A release from the Health and Human Service Press Office just hit my desk. I’m rather amazed by the headlines; therefore, I feel it’s newsworthy and enlightens expectations for the future.
Medicare is announcing Advantage Plan early open enrollment for beneficiaries this year and that overall prices are down 4% with an expected increase of 10% enrollment. In addition, persons will receive greater benefits (wellness visits) and cheaper prescription plans! More for less … how novel! Why is this newsworthy? Because many private companies don’t seem to share that same excitement and many employer plans being told premiums are rising, not falling and that we should beware as costs can creep up more than 10 % annually. I am sure these plans use the same health care facilities. Why the disconnect?

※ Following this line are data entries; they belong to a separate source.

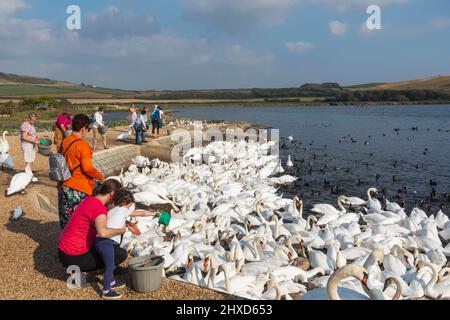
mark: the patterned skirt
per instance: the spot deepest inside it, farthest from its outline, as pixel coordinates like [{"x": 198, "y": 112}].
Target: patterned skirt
[{"x": 68, "y": 201}]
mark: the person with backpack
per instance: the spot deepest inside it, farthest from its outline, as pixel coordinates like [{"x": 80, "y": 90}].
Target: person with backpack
[
  {"x": 78, "y": 155},
  {"x": 156, "y": 116},
  {"x": 99, "y": 128},
  {"x": 140, "y": 126},
  {"x": 62, "y": 128}
]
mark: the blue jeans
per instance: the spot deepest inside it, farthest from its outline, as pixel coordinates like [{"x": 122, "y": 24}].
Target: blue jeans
[
  {"x": 105, "y": 248},
  {"x": 139, "y": 134}
]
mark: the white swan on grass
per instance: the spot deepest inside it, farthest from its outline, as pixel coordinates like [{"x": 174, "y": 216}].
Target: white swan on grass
[{"x": 20, "y": 181}]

How can Advantage Plans with persons predominantly aged make such bold advances when plans of mixed populations are less apt to do so? Fiscal responsibility and holding costs low is just beginning to rear debate! But wait, there’s more.
Just like all other insurance plans, for Medicare, there is an open enrollment time frame. Often strict rules govern when you can move in and out of those plans. Yet, as stated in this release, “For the first time in 2012, CMS will provide financial rewards to those Medicare Advantage plans with high quality scores, under its Five-Star rating methodology. CMS is also allowing Five-Star Medicare Advantage and Part D plans to continuously market and enroll beneficiaries throughout the year as an extra incentive for high quality performance.”
Medicare is adding information to the Five-Star rating to further define recommended plans by adding a gold star icon to high performing plans. Ratings are in step with a digital society. Businesses now bank on the ability to gain favor and followers through ratings; just look at the number of businesses asking you to follow them on Facebook, Twitter and the like. Your service and outcomes must rate top end, in this case Five-Star to gain extra privileges and improved access. It is the future.
The freight train has left the station and the message is to get on board. Lead, manage or retire – it’s pretty simple. There will be less room for under performers in healthcare staring now.
Medicare is giving rewards, incentives and non-traditional exceptions to rules when quality is accomplished. Effectiveness and efficiency are proven value outcomes both clinically and financially, this announcement is another mounting example of the benefits that will come with those traits. It’s a win for Medicare when they can move covered lives to plans that hold the risk. How much pressure will those plans place on facilities like yours to deliver quality? Lots!
More than ever before, hospitals will have to become lean process managers of time, resources and outcomes; defending value to gain share in volumes or get written out of the preferred rating altogether. Are you able to demonstrate through discrete data elements that your patients get great quality and outcomes for comparable or less costs?
If you haven’t thought of how you will capture, report, and continuously improve the outcomes you provide, you might want to start because pretty soon it won’t be an option. Get on board! Data is your future.